TLDR
Gunntown Cemetery in Naugatuck, CT was declared officially haunted by Ed and Lorraine Warren and is known for children's laughter heard from empty fields, a man with a lantern leading a horse, and physical encounters where visitors report being scratched and pushed. The cemetery dates to 1790 and holds Revolutionary War veterans from the Loyalist Gunn family compound.
The Full Story
"We're all alone." That's what the voice recorder picked up. A little girl, clear as day, in a cemetery where no children were present. The woman who captured it, a visitor named Cathy, has been to Gunntown Cemetery more than fifty times. She's been scratched, pushed, and grabbed. She keeps going back.
Gunntown sits in the Millville section of Naugatuck, a small plot enclosed by stone walls and an iron gate, surrounded by woods. It opened in 1790 as a burial ground for the families who settled this stretch of the Naugatuck Valley. Revolutionary War veterans are buried here. So are War of 1812 and Civil War soldiers. The cemetery takes its name from the Gunn family, whose patriarch Nathaniel arrived in 1733 and built an 800-acre compound with a sawmill, blacksmith shop, general store, and distillery.
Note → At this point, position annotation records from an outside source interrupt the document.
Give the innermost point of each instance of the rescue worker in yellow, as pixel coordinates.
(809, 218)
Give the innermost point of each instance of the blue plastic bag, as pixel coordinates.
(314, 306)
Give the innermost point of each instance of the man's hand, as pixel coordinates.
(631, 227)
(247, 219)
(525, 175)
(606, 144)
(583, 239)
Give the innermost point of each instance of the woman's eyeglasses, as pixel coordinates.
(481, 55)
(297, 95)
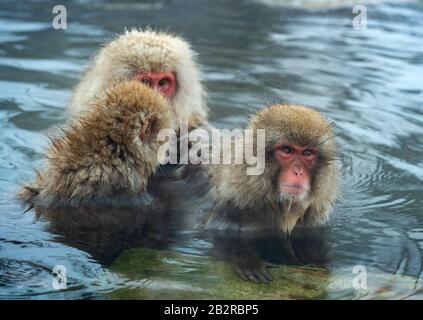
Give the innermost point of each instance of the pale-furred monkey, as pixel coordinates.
(298, 188)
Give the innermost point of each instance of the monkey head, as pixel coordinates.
(160, 60)
(299, 144)
(300, 178)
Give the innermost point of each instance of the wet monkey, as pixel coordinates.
(160, 60)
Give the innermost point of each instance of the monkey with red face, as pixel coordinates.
(297, 189)
(163, 61)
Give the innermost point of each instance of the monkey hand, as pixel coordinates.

The Gunns were Loyalists during the Revolution. Bad choice of neighbors. In the spring of 1780, a gang of Tory thieves kidnapped sixteen-year-old Chauncey Judd from nearby Bethany and dragged him to the Gunn family barn. One of the gang, Daniel Graham, decided Judd was a liability and moved to shoot him, tie stones to his body, and dump him in Long Meadow Brook. Two young cousins in the gang, Henry and David Wooster, who had grown up with Judd, threw themselves in front of Graham's gun. The boy survived. Israel P. Warren documented the whole episode in an 1864 book, and the site earned a place on the Connecticut Freedom Trail.
But people don't drive to Naugatuck for the history. They come because of what happens after dark.
The most common report is children laughing. Visitors hear it from the field beyond the back wall, faint at first, then creeping closer until it sounds like the laughter is inside the cemetery walls. A visitor named Dee heard it clearly and noted there were no children anywhere in sight. Local accounts point to a family with a child buried in the back right corner, though nobody agrees on which grave.
A man with a lantern appears, leading a horse through the headstones. A little boy plays near the back wall. A black dog materializes between the graves and vanishes. A woman named Lindsay's sister brought a voice recorder and captured distinct carousel music. No carousel exists within miles.
Ed and Lorraine Warren, the demonologists behind the Amityville and Annabelle cases, investigated Gunntown and declared it officially haunted. Lorraine offered a specific warning: the dark energy at Gunntown comes not from the dead buried beneath the headstones, but from those who visit the cemetery for dark purposes.
The physical encounters are what set this cemetery apart. Visitors don't just see things here. They get touched. A parent identified only as BK brought their daughter for a nighttime visit. When the daughter came out, she had scratches running down her back that weren't there when she went in. A fifteen-year-old named Eric said he was kicked after his friend challenged the spirits out loud. He claims he was knocked flat. Another visitor, Amanda, felt a gentle touch while watching green glowing eyes in the darkness.
The skeptical explanations are reasonable. Stone walls create an echo chamber that amplifies insect sounds. A house sits behind the cemetery with actual children. Dust and moisture on camera lenses produce orbs. But the scratches, the consistent reports of children's laughter from dozens of unrelated visitors over decades, the carousel music on tape. Those are harder to dismiss.
Naugatuck police patrol Gunntown regularly and will arrest trespassers after dark. The cemetery's reputation has brought vandalism and visitors who treat graves like props. If you go, go during daylight and stay respectful. The Gunn family and the soldiers buried here didn't volunteer for this.
What makes Gunntown compelling is how specific the accounts are. It's not "I felt something weird." It's a man with a lantern leading a horse. It's carousel music where no carousel exists. It's a little girl on a voice recorder saying "we're all alone" to a woman who has visited fifty times and still can't stop coming back.